Sylvain : La faim dans la monde est toujours la conséquence de l’inégale répartition des richesse. Nous sommes, mondialement, en surproduction, nous gaspillons nos ressources et c’est bien notre mode de vie, à nous les occidentaux, qui en est responsable. Et qui doit changer.
Michel : Bien entendu on ne peut qu’être d’accord avec ces constats de Sylvain en enlevant le mot « toujours » puisque tout est relatif. Mais plus nous sommes nombreux, plus il est difficile de mettre en œuvre une égale répartition des richesses. Pour lutter contre les inégalités, les bonnes intentions qui se contentent de désigner l’objectif ne suffisent pas. Pour une sobriété partagée nous devrions baisser fortement notre niveau de vie.

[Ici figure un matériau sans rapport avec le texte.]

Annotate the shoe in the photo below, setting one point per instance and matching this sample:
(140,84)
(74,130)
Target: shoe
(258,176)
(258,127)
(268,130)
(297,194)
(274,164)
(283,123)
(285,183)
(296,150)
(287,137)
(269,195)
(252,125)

Un militant d’un mouvement écologiste se doit donc de montrer personnellement l’exemple de la sobriété. Que répondrait un parti écolo à cette proposition d’exemplarité?
Sylvain : La question de la démographie se posera peut-être un jour, aux générations futures, après que les autres leviers auront été actionnés. Si nous échouons à changer de civilisation. Mais nous, il nous appartient d’actionner les autres leviers (éducation, répartition des richesses, post-croissance).
Michel : Je ne sais pas si Sylvain a conscience que sa phrase veut dire que c’est aux générations futures d’assumer les conséquences de notre imprévoyance puisque, selon lui, il ne faut traiter aujourd’hui qu’une partie des problèmes. Après nous la fournaise ? Or nous, écologistes, nous œuvrons aussi pour le long terme, pour atténuer les conséquences funestes de la société thermo-industrielle. Il nous faut actionner tous les leviers, comportements individuels, actions associatives, politique électorale. Et ce dans tous les domaines. Si Sylvain ne veut pas agir sur le plan malthusien, libre à lui, mais qu’il ne dise pas qu’un parti écolo ne doit pas aborder la question démographique car ce serait là un « non sujet », donc hors sujet.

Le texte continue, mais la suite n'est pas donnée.